Last updated Sept 10 2015. Edited by Herb Johnson, (c) Herb Johnson, with content provided by Lee Hart, Kyle Owen, and others.
VCF-MW 2015, Vintage Computer Festival - Midwest for 2015, was held near Chicago in August 2015. Caption photo above by Kyle Owen, used with permission. This Web page describes the appearance of Lee Hart and his colleagues as they demonstrated the 1802 Membership Card and kit. Lee Hart's 1802 Membership Card kits are based on the RCA COSMAC 1802 processor. "For those just tuning in, the Membership Card is a reproduction of the original Popular Electronics COSMAC Elf computer, but shrunk to fit in an Altoids tin! It works the same, and runs the same software." - Lee Hart, developer. See the home page for more information and how to order.
Where's Lee? The photo on left is a closeup from the caption photo above. Photos courtesy Kyle Owen.
Lee Hart: I just returned from VCF-Midwest, where I exhibited both the 1802 and Z80 Membership Cards. There was definitely a much stronger interest in the Z80 version. It's a little hard to tell which one *sells* better, as I sold all I had of both! I was hindered by part supply problems [and did not bring as many Membership Card kits to sell]. [See Lee Hart's kit product Web page, for the products he showed and sold at VCF-MW.]

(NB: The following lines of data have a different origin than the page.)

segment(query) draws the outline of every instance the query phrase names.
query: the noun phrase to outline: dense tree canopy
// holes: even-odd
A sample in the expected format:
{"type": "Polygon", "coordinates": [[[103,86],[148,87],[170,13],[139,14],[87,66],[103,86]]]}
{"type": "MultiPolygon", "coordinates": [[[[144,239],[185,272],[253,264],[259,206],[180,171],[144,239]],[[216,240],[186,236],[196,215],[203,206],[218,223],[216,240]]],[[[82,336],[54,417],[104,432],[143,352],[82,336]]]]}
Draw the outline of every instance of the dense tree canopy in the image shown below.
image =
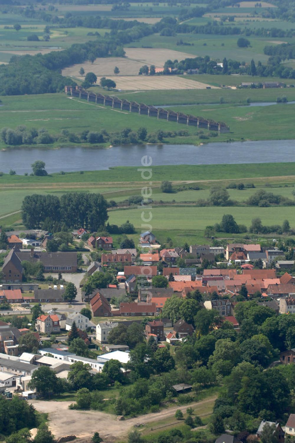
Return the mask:
{"type": "Polygon", "coordinates": [[[101,194],[68,193],[55,195],[27,195],[22,205],[23,221],[28,229],[39,228],[47,218],[63,223],[67,228],[83,226],[92,231],[108,218],[106,201],[101,194]]]}

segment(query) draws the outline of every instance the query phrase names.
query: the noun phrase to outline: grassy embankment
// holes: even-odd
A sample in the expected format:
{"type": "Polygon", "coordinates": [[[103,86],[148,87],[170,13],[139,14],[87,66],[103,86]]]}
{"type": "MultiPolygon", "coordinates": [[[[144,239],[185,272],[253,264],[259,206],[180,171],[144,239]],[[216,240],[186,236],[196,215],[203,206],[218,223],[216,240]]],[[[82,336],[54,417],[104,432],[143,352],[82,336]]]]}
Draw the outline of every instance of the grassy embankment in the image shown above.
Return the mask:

It was amazing to see how much "old iron" was there; both the real stuff itself, and many MANY reproductions and emulators. There was an original Apple-I, numerous DEC machines, a MITS 680, SWTP 6800 system, my RCA VIP, and many more than I can remember. There were reproductions of the Apple-I, KIM, Atari, Amiga, Commodore, and of course my 1802 Elf Membership Card. Josh had his Mark-8 there and working (fitfully), as well as his S-100 8080 board and [N8VEM] IMSAI front panel [work-alike]. The oldest emulator was of a Burroughs B220 emulator (a vacuum tube mainframe computer).
[The event] had a real MITS Altair 680 running on a Teletype at the show. They were using it to print people's name (or whatever other text they typed) on paper tape, as a give-away. It was kept busy much of the weekend.
A guy at the show was intrigued by the 1802, learned its instruction set from the little fold-out card, and wrote a little program to "krell" the Q LED. This means sending pulses of different widths to the LED, so it gradually gets brighter, then fades back out, and repeats. The name comes from the old "Forbidden Planet" movie, where all the lights on the control panels did this." - Lee Hart
The "satellite dish" in front of Lee and on the table, is Lee's model of the Galileo spacecraft which flew to Jupiter. It contained many 1802 processors.
VCF-MW Past Event page has links to photos and videos. The home page will show info on the 2015 show until they update it for the next show. One set of 2015 images is from Kyle Owen, who kindly permitted me to use his photos here.
YouTube video by Chris537 "ECCC/VCF Show 2015". Lee Hart appears about 3:45 time-stamp for several seconds.